Back in 1999 when I hiked the Appalachian Trail, I kept a journal on the Trailplace.com website, which at that time was hosting journals of anyone who wanted to keep one. I decided to do this because I very much enjoyed reading some of the 1998 Trailplace journals, and got a lot of useful information. So I thought my own journal would be a way of returning the favour.

My journal stayed on the Trailplace website for several years until I was asked to remove it to make space for new journals. Rather than remove it from the internet completely, I decided to provide a new home for it on a website of my own. This would be an interesting project and I would learn something about website design and programming at the same time. This was about the time I planned to take a voyage as a passenger on a container ship from Los Angeles to Auckland to do some tramping in New Zealand. A container ship doesn’t have any facilities to keep passengers occupied so this website project seemed ideal. I spent several interesting and sometimes frustrating days redoing my Trailplace journals using Microsoft Front Page and HTML. My plan at the time was eventually to transcribe all my hiking journals (not just the AT) onto this website.

The ship didn’t have any internet access so I couldn’t really see what it looked like until I got to Auckland. I wasn’t pleased with the results, but since I came to New Zealand to hike, not to fiddle around on a computer, I just put it up on the internet as it was, intending to get back to it sometime and work on uploading my other journals and hike write-ups.
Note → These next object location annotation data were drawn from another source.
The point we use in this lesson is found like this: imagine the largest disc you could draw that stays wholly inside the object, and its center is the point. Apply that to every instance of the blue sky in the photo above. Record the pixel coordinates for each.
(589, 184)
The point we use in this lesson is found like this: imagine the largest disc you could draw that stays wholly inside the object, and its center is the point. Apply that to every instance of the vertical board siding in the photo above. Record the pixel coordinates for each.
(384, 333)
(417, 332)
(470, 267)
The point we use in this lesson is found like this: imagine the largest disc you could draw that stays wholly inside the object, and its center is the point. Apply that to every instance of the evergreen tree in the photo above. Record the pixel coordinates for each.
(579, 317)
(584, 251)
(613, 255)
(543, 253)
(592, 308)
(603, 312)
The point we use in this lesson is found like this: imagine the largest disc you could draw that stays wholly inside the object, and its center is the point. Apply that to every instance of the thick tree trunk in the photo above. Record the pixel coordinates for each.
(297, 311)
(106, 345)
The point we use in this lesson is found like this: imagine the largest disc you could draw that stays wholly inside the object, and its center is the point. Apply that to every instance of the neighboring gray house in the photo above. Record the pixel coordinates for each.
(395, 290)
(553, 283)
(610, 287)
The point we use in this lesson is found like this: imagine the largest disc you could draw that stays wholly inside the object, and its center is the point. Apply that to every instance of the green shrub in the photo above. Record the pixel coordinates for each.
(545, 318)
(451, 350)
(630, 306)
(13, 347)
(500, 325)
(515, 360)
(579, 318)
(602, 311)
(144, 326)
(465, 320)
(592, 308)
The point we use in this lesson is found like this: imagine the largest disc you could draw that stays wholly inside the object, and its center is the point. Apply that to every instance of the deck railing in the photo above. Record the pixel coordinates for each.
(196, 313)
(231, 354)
The only hikes I added since were a 2003 hike I did on the Camino de Santiago, and of course that 2006 trip to New Zealand. And there it sits to this day. I never did add my other hikes or anything else come to that. Partly because I always seemed to have something more interesting to do, and partly because I found working with HTML and Front Page so kludgy, I could never get excited about the task.

Fairly recently I got to know something about Joomla as a result of a project to redo the website of our local hiking club. Joomla is a free website “Content Management System” or CMS, which makes light work of building and maintaining a website. I’m so impressed with its ease of use that I decided to have another go at finishing my own website.

The first thing I have to do is to transcribe my old website into this new one and that’s almost done. Then I’ll dig out my other journals and trip reports and add them. This time I hope I’ll stick to it and finish it.